In Italy, there are more steps than you can imagine. They’re everywhere. I remember my first trip to Italy, when I visited Liguria. I was so impressed with the beauty of the women – strong-looking women, with great legs from all of the walking they did, seemingly from terrace to terrace, probably with a glass of Pigato in hand. If there weren’t steps, there were hills and sidewalks to walk. The pace was comfortable, never rushed, and somehow life felt like something to be savored. It spoke to me.
I saw and felt a similar vibe when I visited Rome. There were steps everywhere and my legs got a workout carrying me all day as I explored the city. Again, there were steps too plentiful to count, and sturdy and attractive women. The pace was ideal and I found it easy to breathe there.

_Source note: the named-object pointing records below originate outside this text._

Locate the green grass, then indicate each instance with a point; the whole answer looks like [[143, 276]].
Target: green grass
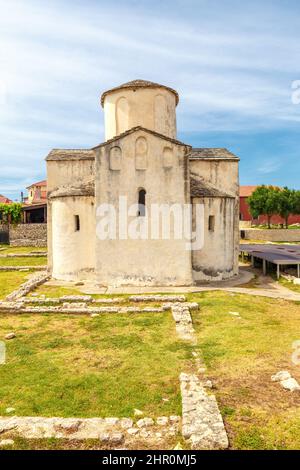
[[10, 281], [20, 249], [62, 365], [241, 355], [34, 261]]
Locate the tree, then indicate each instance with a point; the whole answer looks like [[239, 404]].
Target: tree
[[264, 201], [12, 212], [287, 202]]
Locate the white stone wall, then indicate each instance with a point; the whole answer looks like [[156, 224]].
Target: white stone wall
[[153, 109], [221, 251], [216, 260], [73, 251], [62, 173], [165, 179]]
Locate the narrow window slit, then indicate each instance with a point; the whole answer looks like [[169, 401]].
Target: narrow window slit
[[142, 203], [77, 223]]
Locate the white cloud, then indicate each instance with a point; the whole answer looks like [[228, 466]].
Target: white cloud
[[233, 67]]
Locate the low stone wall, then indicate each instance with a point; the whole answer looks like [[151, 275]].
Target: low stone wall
[[271, 235], [28, 235], [4, 233]]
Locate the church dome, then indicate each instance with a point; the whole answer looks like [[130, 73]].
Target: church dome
[[140, 103], [134, 84]]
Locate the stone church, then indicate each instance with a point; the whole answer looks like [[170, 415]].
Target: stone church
[[142, 161]]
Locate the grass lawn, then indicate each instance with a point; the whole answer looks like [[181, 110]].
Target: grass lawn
[[289, 285], [241, 355], [36, 261], [68, 365], [10, 281]]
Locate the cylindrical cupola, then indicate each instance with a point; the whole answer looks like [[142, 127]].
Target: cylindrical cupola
[[140, 103]]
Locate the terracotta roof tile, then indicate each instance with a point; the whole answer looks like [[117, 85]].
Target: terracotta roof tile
[[246, 191]]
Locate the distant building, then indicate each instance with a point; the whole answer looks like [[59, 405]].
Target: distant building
[[5, 200], [35, 204], [245, 216]]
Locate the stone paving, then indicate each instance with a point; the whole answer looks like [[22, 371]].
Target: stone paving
[[108, 430], [202, 424]]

I thought about how steps in Italy actually took you somewhere. Your feet carried you from place to place and you felt, I imagine, strong from it. It wasn’t important, though, to measure or count those steps. I mean, what would a number measure? How many times you moved your feet? Who cares about that anyway? Do people really positively evaluate their lives on the basis of the number of steps they take in a single day? That’s just weird.
In Italy, everyone walks and navigates steps all around the country. The steps are what connect places to one another, city to city, town to town, village to village. Steps are how you get somewhere.
In America, people don’t walk regularly but they do talk about how many steps they have taken on a particular day. They wear devices to collect data about how far and fast they walked during a specific time period. People set goals and are encouraged and held accountable by their devices. It’s all about achieving a number, regardless of how you do it. A step is a step whether your eyes are open or closed. It doesn’t matter what you see along the way, the importance comes from a number.
I’m sincerely sorry if I sound judgmental. It isn’t my intent. We all take our motivation where we find it and I respect that truly. I was just so struck in the difference between the connotations of a simple word like “steps” in two different cultures. Maybe it’s time to stop counting and start going.